Summary judgment imposed responsibility for paying balance of price for coin laundry business
A judge improperly held that an entire agreement clause in a purchase agreement diminished or precluded the ability to rely on a defence of fraudulent misrepresentation, the Ontario Court of Appeal has ruled.
The individual appellant and the corporate appellant in 10443204 Canada Inc. v. 2701835 Ontario Inc., 2022 ONCA 745 entered into a purchase agreement in May 2019 in which they agreed to buy a Brampton-based coin laundry business from the respondent corporation. The appellants paid a deposit upon the agreement’s signing.
The agreement provided that the purchase price was $290,000, subject to adjustments, and that the balance was payable on the closing date, originally scheduled for June 27, 2019. It included an entire agreement clause which stated that there was no representation, warranty, collateral agreement, or condition that would affect the agreement, except for what the agreement expressed.
The parties agreed to amend the terms on the manner of payment in June 2019 and closed the transaction the next month.
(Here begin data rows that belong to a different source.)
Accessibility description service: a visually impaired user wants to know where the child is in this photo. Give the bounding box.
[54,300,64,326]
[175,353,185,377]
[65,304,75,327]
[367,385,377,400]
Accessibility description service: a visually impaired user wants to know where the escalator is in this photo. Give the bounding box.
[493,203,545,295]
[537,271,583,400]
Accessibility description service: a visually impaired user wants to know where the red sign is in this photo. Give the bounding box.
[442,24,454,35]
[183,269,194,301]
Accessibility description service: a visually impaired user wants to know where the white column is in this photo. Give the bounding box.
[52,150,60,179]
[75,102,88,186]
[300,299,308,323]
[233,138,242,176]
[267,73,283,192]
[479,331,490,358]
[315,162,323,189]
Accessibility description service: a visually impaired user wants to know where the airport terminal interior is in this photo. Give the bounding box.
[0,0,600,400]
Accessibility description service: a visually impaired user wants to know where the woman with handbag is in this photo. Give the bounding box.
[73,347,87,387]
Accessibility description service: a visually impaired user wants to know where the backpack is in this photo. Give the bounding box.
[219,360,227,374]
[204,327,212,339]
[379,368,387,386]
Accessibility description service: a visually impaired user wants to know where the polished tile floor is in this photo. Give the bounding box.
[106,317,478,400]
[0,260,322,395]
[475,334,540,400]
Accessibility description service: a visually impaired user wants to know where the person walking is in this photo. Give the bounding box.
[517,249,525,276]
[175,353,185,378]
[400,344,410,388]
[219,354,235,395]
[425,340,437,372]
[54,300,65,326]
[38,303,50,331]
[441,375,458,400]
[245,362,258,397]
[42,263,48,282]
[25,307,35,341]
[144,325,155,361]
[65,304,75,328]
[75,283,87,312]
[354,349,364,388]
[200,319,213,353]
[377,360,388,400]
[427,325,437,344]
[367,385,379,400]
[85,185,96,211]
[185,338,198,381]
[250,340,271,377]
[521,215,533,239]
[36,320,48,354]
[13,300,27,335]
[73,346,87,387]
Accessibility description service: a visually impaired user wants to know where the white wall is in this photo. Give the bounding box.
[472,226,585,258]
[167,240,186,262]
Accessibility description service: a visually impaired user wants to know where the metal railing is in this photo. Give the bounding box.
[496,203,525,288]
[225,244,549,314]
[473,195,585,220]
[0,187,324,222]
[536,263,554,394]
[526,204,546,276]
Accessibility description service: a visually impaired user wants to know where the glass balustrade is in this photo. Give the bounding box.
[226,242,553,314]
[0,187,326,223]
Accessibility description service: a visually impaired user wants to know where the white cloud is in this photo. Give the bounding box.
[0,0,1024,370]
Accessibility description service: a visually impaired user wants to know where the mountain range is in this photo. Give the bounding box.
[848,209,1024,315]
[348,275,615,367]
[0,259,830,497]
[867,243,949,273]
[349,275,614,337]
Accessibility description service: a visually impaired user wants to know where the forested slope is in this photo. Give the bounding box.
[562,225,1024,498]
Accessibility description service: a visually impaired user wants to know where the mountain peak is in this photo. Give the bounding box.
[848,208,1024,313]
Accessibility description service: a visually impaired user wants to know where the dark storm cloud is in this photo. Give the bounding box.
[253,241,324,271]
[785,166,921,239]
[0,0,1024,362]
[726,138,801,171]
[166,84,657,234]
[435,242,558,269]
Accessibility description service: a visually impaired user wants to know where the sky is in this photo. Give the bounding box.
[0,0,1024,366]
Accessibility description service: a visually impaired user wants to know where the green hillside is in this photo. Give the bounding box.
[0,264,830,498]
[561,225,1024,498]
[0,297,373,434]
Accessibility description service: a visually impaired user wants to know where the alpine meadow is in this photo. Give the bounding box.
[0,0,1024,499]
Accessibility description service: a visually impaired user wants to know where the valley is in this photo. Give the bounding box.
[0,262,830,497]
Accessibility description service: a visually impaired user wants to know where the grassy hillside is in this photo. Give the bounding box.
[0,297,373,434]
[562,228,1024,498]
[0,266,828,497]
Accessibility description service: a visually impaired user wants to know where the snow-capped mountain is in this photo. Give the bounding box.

The amended arrangements stated that the appellants made a partial payment of $100,000, including the deposit, upon closing and would pay the balance of $190,000 with interest over a four-year term after closing.
The transaction was secured by a vendor take-back mortgage given by the corporate appellant requiring monthly payments as well as a promissory note and a personal guarantee given by the individual appellant.
In November 2019, the respondent filed an action against the appellants alleging that the purchase price’s entire balance was due upon the default of one of the vendor take-back mortgage’s instalment payments. The appellants provided a defence and counterclaim. They also brought a separate action against the real estate agent and broker involved in the transaction.
In August 2021, Justice Mohan Sharma of the Ontario Superior Court of Justice issued summary judgment holding that the appellants were liable for the balance of the agreed price. The appellants’ defence – that the respondent’s fraudulent misrepresentations about business revenues induced them to enter into the purchase agreement, waive its conditions, and complete it – did not raise a genuine issue requiring a trial, the motion judge said.
Summary judgment erroneous
The Court of Appeal allowed the appeal, set aside the summary judgment, and returned the matter to the Superior Court for trial.
The appellate court ruled that the motion judge erred by giving the entire agreement clause preclusive effect. The motion judge departed from the true holding in Royal Bank of Canada v. 1643937 Ontario Inc., 2021 ONCA 98 for two reasons, the appellate court said.
First, the judge said that Royal Bank was distinguishable since it involved a situation of unequal bargaining power between the parties. The Court of Appeal disagreed and said that the Royal Bank case did not premise its finding about an entire agreement clause’s impact on a fraudulent misrepresentation defence on unequal bargaining power.
Second, Royal Bank stated that “the defence of misrepresentation is not precluded or diminished by reason only of the existence of an entire agreement clause.”
The judge interpreted the word “only” in this passage as permitting the consideration of other factors, including the opportunity to ask for better contractual protections such as guaranteeing income, terminating the transaction under certain conditions, hiring professional advisors, and doing due diligence.
The presence of these factors made the entire agreement clause enforceable to preclude the fraudulent misrepresentation defence, the judge found. Even if there was a misrepresentation, the appellants had several opportunities “to conduct their own due diligence, to obtain independent legal, accounting or real estate advice, and to walk away from the deal before it closed,” the judge added.
In response, the appellate court said that, while the judge identified opportunities for the appellants to discover the truth, such opportunities did not deprive them of their right under settled law to avoid the contract based on fraudulent misrepresentation.
According to the Court of Appeal, it would be improper to combine:
- an entire agreement clause, which on its own could not preclude a fraudulent misrepresentation defence
- a failure to take opportunities, which by itself also could not preclude such a defence
then consider them, together, as amounting to a preclusive effect.
Lastly, the appellate court rejected the respondent’s argument that the judge found, independently of his approach to the entire agreement clause, that there was no genuine issue requiring a trial on whether there was a fraudulent misrepresentation at all.